When President Obama signed the new financial services reform legislation, there were rounds of applause by the Democratic politicians and broad smiles on their faces. Two who stood out were Senator Christopher Dodd and Congressman Barney Frank who led the effort to get the law enacted. According to press reports in the media, including the Wall Street Journal, it was their late night last minute negotiations that reconciled the difference between the House and Senate versions of the bill. Similar to Obamacare, which also passed earlier in the year, the law passes the huge effort of writing regulations to the bureaucrats. This time the task is gargantuan and will leave many affected businesses in limbo until they know what the new rules will be. This will take months and maybe years.
The last major piece of financial regulatory change was the Sarbanes Oxley legislation, which transformed the rules affecting public corporations and implemented a new and very expensive regimen of compliance for companies. The law mandated that companies develop, document and have audited their financial internal control processes and procedures. The big change was the audit requirement which was a bonanza for the Big 4 accounting firms. The cost of these audits doubled the fees paid to the Big 4 firms. This cost eventually flows down to consumers and taxpayers.
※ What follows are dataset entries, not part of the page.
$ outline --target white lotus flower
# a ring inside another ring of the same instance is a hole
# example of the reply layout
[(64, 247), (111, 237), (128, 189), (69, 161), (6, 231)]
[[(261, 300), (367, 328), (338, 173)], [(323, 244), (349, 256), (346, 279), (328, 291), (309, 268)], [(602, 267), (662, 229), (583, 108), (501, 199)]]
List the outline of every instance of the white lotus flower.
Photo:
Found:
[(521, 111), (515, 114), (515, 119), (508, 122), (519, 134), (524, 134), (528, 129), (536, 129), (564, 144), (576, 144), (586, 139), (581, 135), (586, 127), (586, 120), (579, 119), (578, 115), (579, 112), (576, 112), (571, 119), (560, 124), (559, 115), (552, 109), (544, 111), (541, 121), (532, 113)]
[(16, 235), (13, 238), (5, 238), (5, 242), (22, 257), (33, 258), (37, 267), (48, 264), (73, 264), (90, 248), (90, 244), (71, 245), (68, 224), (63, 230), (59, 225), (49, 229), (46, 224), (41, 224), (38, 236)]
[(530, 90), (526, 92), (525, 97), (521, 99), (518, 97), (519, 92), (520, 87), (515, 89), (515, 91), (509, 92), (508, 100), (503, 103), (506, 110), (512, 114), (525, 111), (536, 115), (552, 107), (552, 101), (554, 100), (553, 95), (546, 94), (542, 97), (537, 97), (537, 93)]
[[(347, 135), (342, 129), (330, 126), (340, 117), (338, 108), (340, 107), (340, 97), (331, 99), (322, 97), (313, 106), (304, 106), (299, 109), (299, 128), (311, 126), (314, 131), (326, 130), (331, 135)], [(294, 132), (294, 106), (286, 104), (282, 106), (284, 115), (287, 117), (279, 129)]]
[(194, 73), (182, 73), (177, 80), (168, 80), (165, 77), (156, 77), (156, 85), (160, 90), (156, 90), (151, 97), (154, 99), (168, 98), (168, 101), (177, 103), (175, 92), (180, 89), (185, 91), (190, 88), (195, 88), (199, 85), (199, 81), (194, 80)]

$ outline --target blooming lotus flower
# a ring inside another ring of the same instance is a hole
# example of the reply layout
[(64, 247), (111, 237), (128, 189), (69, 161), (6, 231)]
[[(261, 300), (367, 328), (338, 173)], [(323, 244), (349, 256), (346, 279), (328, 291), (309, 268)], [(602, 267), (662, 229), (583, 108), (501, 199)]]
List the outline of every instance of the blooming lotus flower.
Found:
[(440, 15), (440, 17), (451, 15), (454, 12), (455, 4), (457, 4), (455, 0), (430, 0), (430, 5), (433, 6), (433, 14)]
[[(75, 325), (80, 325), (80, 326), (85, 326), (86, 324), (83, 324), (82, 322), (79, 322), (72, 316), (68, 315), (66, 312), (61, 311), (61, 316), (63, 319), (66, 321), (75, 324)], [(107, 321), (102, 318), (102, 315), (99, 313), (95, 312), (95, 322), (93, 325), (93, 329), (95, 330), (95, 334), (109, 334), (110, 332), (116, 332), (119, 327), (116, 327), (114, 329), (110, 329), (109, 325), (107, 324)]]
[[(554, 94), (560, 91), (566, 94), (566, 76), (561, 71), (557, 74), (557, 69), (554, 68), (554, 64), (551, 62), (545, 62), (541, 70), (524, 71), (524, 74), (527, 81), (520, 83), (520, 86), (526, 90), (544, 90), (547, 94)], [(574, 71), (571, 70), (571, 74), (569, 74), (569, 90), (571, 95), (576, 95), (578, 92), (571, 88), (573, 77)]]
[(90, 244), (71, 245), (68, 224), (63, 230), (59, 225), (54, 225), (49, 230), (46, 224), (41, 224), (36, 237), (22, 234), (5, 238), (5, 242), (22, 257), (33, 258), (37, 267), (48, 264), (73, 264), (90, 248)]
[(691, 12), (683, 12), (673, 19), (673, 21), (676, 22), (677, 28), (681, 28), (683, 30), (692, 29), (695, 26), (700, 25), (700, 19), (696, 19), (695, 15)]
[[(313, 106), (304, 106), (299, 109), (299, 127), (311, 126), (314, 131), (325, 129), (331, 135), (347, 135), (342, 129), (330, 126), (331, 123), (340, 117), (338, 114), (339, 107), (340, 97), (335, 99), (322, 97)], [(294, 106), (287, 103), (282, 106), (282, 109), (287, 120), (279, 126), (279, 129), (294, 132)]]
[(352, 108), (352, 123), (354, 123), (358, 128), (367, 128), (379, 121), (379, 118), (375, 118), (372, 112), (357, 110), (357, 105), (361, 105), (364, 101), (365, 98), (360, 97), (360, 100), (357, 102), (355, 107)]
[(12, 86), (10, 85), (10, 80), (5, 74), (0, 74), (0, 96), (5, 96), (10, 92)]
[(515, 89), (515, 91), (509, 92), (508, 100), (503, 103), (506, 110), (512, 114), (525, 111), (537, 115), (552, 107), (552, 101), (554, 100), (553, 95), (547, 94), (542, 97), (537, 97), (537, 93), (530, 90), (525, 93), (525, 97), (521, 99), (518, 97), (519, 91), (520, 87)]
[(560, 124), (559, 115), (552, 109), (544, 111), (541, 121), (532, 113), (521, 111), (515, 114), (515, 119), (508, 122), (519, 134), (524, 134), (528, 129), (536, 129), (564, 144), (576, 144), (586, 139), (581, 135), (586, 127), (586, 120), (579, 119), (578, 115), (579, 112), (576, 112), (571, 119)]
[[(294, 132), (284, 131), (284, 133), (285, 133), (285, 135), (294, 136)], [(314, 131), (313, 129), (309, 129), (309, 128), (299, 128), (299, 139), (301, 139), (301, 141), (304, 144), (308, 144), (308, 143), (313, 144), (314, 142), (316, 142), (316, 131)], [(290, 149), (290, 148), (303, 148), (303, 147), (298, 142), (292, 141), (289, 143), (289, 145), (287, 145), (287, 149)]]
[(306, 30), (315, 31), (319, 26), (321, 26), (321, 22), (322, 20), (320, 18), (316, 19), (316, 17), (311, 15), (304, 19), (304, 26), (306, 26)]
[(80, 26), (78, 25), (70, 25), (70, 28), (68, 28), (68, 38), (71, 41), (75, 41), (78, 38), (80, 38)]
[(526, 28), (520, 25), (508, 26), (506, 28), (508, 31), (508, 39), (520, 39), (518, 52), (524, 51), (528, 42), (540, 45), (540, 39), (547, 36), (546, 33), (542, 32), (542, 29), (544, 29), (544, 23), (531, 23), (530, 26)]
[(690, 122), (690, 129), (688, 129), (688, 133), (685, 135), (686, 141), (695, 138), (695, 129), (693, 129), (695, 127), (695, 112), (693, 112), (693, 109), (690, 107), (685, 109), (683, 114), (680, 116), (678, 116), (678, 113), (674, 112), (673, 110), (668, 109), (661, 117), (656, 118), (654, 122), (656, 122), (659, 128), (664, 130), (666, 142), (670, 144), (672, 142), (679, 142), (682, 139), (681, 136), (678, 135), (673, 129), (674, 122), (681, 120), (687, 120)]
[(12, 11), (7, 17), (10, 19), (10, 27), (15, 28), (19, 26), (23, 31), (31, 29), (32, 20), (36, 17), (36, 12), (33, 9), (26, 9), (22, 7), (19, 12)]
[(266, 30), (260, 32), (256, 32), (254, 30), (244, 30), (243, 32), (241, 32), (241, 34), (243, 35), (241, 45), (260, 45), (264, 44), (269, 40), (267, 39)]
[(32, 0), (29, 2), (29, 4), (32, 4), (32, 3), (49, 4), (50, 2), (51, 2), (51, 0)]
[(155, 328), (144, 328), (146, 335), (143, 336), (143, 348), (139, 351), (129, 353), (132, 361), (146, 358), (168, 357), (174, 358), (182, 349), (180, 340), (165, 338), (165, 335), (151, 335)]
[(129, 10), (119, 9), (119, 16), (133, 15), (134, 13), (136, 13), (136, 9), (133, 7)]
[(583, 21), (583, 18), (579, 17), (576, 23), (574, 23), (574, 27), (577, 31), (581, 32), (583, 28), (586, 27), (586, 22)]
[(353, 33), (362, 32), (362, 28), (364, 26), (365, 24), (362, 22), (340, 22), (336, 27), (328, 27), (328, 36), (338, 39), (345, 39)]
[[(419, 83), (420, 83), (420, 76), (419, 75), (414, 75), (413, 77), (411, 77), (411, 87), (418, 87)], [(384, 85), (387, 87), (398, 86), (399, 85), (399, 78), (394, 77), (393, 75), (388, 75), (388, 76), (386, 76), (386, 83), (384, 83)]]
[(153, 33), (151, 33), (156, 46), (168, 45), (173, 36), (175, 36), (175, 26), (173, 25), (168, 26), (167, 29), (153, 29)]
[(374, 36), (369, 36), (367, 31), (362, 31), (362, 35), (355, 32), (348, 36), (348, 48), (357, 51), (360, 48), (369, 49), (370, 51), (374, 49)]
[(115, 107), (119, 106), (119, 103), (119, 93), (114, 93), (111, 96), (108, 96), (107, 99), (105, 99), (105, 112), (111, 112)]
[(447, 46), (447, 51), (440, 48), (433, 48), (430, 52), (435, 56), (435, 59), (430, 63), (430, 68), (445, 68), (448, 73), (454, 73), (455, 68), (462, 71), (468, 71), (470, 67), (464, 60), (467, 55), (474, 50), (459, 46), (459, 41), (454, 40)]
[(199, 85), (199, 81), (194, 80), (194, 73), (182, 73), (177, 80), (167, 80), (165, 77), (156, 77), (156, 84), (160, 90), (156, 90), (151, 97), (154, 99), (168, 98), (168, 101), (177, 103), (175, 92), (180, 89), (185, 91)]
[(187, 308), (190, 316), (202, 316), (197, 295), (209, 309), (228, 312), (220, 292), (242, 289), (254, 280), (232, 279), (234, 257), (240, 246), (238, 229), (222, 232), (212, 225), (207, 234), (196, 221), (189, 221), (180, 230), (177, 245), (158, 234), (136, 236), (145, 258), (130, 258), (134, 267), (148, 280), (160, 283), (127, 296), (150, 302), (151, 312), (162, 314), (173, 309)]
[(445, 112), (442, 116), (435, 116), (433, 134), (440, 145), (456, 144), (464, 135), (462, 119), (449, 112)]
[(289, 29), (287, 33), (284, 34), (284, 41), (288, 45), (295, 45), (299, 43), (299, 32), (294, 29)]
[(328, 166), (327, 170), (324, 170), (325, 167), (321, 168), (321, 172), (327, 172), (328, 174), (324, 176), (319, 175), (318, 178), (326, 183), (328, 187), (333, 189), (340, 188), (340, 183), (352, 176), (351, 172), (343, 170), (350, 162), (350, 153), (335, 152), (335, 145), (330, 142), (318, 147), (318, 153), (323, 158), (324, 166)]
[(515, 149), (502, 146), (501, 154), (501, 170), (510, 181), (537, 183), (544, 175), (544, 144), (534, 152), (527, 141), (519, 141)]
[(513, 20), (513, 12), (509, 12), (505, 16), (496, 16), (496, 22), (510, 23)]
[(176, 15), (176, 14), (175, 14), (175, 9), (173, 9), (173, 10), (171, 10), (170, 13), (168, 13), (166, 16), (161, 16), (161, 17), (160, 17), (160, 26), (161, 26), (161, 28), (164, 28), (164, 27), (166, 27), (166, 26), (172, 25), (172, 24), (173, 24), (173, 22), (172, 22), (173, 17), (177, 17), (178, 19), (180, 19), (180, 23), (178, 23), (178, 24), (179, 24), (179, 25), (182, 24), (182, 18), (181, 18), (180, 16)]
The recently enacted financial services regulatory reform legislation requires some 533 regulations to be written by 12 separate regulatory bodies. In comparison, Sarbanes-Oxley required 16 rulemakings by regulators. The difference is staggering and a major move toward the expansion of government into private enterprise. This is another example of a trend or of the policy position of the current administration to enact legislation in massive gulps even when the effects are not clearly understood. There will be plenty of opportunities for consultants and lobbyists to feast on the fees that they will earn by advising clients and trying to shape the rules to the benefits of their constituents. At some point in the future, companies will know what the new rules are and what the financial consequences are. Until then, there will be uncertainty which will affect the economy and the job market. This is not a good situation for the unemployed.